Wednesday, May 15, 2013

THE DEMISE OF PAROLE IN CALIFORNIA

How times have changed. When I was a California parole agent we had a dichotomy among the agents between the social worker types and the law enforcement types. The chief of paroles, Milton Burdman, had an MSW (Master of Science in Social Work) and, accordingly, he believed the primary function of parole was to serve the needs of parolees.

I was fortunate to have worked under two district supervisors – Lou Carney in Santa Ana and Fred Galloway in Riverside – who also believed in meeting the needs of parolees, but only secondary to meeting the needs of society for the public to be protected from criminals.

That conflicted the MSWs in those offices. In the Riverside office we even had one agent who, during a home visit, came across one of his parolees suffering from a gunshot wound. He had been shot by a liquor store owner during an attempted robbery. Instead of arresting the parolee or calling the cops, the agent drove the parolee down to Tijuana to be treated by a doctor there. Now that was really meeting the needs of his client.

After seeing what has been happening to parole in California, I’m beginning to think that parole will not be missed and its demise will be mourned only by the agents who lose their jobs.

Here is Paco’s take on the rise and fall of California’s parole empire:

PREDICTIONS OF PAROLE’S DEATH PREMATURE … PRESCIENT NONTHELESS
By Jeff ‘Paco’ Doyle

PACOVILLA Corrections blog
May 14, 2013

While all but the most hopeful optimist saw the handwriting on the wall over a decade ago, it is still a shock to witness the demise of state parole. Inevitable as it is, hope and denial spring eternal–Reality is a bitch.

Now that they are rolling up the rugs at a parole office near you, it is appropriate to take a hard look at the laws, regulations and assumptions underlying the Rise and Fall of the Parole Empire.

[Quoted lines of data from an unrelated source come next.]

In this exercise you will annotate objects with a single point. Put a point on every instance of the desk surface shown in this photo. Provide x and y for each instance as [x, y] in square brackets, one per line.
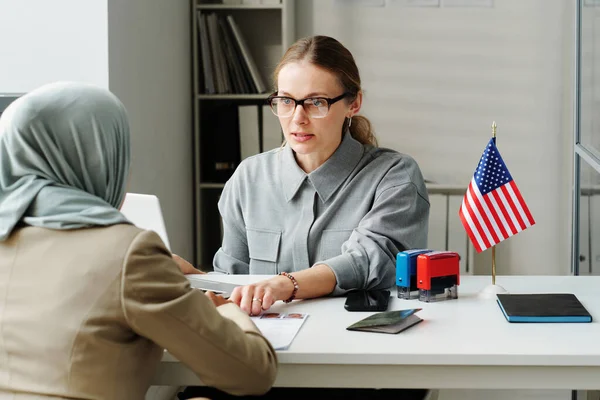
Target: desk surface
[461, 343]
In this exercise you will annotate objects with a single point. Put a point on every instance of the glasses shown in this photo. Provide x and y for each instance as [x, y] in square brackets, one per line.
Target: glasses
[315, 107]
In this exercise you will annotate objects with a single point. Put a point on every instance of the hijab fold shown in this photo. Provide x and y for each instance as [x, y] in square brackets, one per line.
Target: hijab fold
[64, 158]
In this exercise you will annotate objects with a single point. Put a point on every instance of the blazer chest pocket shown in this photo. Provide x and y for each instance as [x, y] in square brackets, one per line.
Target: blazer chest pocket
[331, 242]
[263, 249]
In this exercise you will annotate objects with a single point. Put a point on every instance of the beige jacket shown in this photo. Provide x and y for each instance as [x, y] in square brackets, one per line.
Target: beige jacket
[86, 314]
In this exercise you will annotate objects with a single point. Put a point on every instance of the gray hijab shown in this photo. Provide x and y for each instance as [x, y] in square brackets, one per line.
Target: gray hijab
[64, 158]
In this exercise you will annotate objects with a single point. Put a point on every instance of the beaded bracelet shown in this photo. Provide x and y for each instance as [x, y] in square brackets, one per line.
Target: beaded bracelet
[294, 282]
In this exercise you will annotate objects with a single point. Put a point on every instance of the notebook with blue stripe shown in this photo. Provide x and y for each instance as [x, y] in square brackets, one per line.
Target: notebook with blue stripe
[544, 307]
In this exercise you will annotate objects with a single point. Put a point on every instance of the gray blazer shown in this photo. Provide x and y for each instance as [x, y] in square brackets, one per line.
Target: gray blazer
[354, 213]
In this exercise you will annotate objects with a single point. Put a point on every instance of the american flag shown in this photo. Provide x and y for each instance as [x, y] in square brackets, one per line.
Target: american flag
[493, 209]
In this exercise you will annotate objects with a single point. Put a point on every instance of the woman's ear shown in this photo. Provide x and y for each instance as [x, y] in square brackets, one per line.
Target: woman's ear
[355, 105]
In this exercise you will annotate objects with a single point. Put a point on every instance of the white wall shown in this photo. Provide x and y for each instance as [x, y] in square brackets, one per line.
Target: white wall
[435, 79]
[45, 41]
[150, 71]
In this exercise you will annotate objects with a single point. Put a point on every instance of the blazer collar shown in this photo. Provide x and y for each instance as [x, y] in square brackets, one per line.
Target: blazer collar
[328, 177]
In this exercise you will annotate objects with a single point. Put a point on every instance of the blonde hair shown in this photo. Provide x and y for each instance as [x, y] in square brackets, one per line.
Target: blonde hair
[327, 53]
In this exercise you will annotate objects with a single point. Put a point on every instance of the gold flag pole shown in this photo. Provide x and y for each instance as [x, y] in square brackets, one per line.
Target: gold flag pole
[494, 246]
[491, 291]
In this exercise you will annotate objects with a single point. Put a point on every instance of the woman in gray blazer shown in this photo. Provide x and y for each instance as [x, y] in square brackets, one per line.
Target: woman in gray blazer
[88, 302]
[328, 211]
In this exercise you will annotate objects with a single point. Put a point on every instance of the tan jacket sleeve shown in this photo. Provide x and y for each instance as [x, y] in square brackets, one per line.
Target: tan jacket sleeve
[222, 346]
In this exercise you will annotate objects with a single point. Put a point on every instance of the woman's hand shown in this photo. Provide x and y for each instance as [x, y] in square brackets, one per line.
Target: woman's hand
[216, 299]
[261, 296]
[185, 266]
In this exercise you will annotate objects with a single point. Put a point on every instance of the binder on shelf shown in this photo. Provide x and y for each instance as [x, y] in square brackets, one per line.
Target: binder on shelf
[207, 74]
[240, 78]
[249, 61]
[271, 134]
[220, 149]
[249, 135]
[220, 67]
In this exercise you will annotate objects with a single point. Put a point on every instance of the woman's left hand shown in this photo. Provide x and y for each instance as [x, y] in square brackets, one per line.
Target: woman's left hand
[260, 296]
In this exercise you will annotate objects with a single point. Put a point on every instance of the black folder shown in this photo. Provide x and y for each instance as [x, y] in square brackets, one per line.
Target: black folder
[545, 307]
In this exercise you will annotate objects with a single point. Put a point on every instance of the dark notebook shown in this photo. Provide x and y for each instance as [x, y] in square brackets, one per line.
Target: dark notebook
[546, 307]
[387, 322]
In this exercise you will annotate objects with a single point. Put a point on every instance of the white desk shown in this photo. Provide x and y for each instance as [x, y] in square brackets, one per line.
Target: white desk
[464, 344]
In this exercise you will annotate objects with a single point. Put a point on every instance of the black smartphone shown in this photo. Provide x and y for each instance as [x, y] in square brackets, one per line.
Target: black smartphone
[367, 300]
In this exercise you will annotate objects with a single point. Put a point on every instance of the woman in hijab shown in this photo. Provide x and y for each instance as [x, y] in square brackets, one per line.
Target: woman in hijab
[88, 302]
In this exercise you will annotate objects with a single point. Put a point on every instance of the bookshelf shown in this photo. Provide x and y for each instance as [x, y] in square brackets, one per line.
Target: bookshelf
[230, 120]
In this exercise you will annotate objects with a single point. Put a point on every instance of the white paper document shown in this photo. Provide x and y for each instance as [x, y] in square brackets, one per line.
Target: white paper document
[280, 328]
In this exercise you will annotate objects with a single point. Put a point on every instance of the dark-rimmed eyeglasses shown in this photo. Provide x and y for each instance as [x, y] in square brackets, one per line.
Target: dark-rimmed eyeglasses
[315, 107]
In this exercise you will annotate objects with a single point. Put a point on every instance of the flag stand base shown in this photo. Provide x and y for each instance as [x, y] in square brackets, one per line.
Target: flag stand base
[490, 292]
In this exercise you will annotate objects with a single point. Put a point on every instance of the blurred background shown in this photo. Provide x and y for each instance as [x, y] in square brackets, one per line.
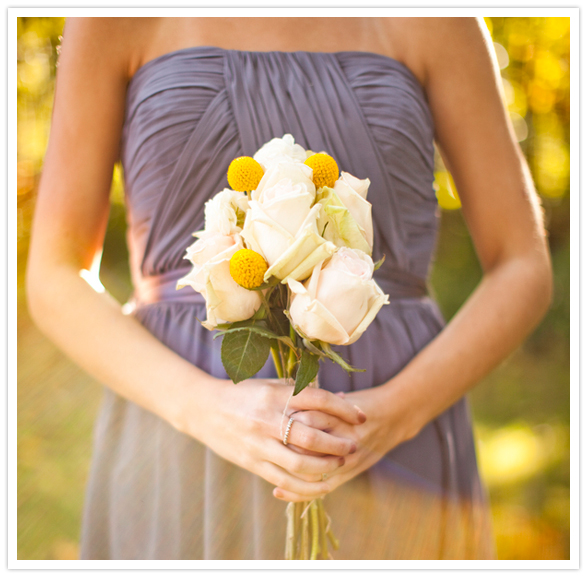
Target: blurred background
[521, 411]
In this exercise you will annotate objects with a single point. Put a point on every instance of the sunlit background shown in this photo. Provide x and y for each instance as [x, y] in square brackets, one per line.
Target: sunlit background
[521, 411]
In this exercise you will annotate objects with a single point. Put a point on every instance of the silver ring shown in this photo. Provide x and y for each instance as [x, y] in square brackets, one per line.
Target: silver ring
[287, 430]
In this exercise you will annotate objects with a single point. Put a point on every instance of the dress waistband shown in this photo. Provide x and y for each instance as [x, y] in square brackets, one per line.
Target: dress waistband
[161, 288]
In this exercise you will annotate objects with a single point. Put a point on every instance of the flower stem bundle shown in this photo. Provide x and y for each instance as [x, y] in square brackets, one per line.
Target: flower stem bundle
[284, 264]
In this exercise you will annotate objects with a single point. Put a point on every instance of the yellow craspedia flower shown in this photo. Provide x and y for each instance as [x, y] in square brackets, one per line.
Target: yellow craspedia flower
[325, 169]
[244, 174]
[247, 268]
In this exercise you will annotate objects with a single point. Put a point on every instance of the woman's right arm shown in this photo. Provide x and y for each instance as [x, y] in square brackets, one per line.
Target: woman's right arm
[241, 423]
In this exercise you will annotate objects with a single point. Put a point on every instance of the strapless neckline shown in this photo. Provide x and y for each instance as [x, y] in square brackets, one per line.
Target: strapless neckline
[158, 60]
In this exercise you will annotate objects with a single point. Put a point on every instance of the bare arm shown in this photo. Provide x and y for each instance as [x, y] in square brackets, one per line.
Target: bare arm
[503, 215]
[241, 423]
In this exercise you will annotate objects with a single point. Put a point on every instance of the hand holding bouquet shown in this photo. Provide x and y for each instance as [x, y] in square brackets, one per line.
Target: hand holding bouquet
[284, 263]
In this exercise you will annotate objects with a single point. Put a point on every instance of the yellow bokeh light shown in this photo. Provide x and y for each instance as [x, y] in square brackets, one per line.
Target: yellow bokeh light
[510, 454]
[541, 97]
[446, 192]
[548, 69]
[489, 25]
[551, 167]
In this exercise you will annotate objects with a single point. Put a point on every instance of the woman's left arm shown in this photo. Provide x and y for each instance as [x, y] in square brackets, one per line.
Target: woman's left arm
[503, 214]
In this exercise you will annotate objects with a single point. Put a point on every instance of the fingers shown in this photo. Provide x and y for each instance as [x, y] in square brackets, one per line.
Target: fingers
[303, 465]
[324, 401]
[288, 496]
[288, 483]
[318, 441]
[320, 420]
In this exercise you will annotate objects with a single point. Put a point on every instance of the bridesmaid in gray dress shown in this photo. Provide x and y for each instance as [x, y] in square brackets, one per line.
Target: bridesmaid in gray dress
[158, 489]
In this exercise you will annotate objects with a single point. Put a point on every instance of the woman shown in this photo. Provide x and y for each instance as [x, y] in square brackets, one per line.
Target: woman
[176, 442]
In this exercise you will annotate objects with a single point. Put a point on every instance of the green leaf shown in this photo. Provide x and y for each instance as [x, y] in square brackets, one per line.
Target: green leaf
[259, 314]
[330, 353]
[307, 371]
[312, 348]
[264, 332]
[243, 354]
[273, 281]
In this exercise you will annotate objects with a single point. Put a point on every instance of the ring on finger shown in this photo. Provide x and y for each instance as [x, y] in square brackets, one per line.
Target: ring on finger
[287, 431]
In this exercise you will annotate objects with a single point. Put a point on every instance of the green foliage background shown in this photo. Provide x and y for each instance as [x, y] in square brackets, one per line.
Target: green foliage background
[521, 411]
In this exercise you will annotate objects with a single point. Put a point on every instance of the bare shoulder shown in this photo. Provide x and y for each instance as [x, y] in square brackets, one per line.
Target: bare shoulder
[430, 45]
[118, 43]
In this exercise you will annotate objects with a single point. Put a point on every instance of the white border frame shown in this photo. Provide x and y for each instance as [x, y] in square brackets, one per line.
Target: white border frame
[462, 10]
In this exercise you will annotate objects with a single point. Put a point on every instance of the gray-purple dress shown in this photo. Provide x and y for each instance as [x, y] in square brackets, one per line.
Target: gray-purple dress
[154, 493]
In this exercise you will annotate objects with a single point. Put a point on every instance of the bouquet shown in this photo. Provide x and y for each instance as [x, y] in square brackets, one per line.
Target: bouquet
[284, 264]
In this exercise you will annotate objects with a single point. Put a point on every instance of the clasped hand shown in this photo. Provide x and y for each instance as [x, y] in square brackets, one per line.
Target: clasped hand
[245, 424]
[331, 440]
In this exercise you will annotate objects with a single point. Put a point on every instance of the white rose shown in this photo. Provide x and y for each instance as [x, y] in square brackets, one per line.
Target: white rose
[299, 177]
[353, 193]
[338, 302]
[281, 223]
[346, 216]
[280, 150]
[226, 301]
[225, 212]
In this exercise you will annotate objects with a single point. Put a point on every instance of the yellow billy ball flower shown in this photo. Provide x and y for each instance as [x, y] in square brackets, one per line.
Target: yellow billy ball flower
[244, 174]
[325, 169]
[247, 268]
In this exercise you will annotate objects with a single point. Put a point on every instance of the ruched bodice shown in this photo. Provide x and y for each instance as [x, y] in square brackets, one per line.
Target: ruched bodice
[189, 113]
[155, 493]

Prior to July 1, 1977, when the Determinate Sentencing Law was enacted, parole meant an offender went before the parole authority and, if released early, was supervised in the community for the balance of the term. Thereafter, Penal Code 3000 was the law. Traditional parole applied only to lifers–All other released inmates, regardless of time served, were subject to up to 4 years of post-incarceration community supervision, aka “parole.”

The “parole tail” went into production, being pinned to every can exiting every can in the state.

So it was, in addition to the nearly impossible, absolutely thankless job of keeping tabs on high risk criminals, the “Parole and Community Services Division” was charged with managing a lot of offenders who weren't so much a threat to public safety as much as they were nuisances and chronic ne'er-do-wells. Were this not so, the minimum supervision (MS) classification would never have existed–Isn't minimum supervision itself an argument for discharge?

Which isn't to say most of the parolees, including MS cases, didn't violate parole–They did so with frequency. However, by and large, their criminality was of the non-violent variety. As a result, a huge parole bureaucracy was created to classify, supervise and monitor a mixed parole population: Those who needed supervision for public safety and those who needed supervision because PC 3000 said they did.

Invariably, bureaucracy becomes an end unto itself and the mission loses in the process. Managing and balancing caseloads, tracking violations, case reviews and all manner of paperwork became more important than risk assessment and field supervison. In the end, agents were encouraged to supervise by appointment, recommend discharge as a matter of course and, above all, make certain the Record of Supervision (ROS) had check marks in the correct boxes each month. It didn't matter how well an offender was supervised or how well the agent knew the case–It only mattered that the ROS had the right boxes checked to “meet spec.”

Does it come as any surprise that an agency so driven would have Phillip Garrido blow up in its face?

Parole was doomed to fail. It just never occurred to anyone it would do so with such enthusiasm and zeal. To the extent a parole function continues to be vested in the State, it will be limited to people who really need supervision…as it should have been from the start.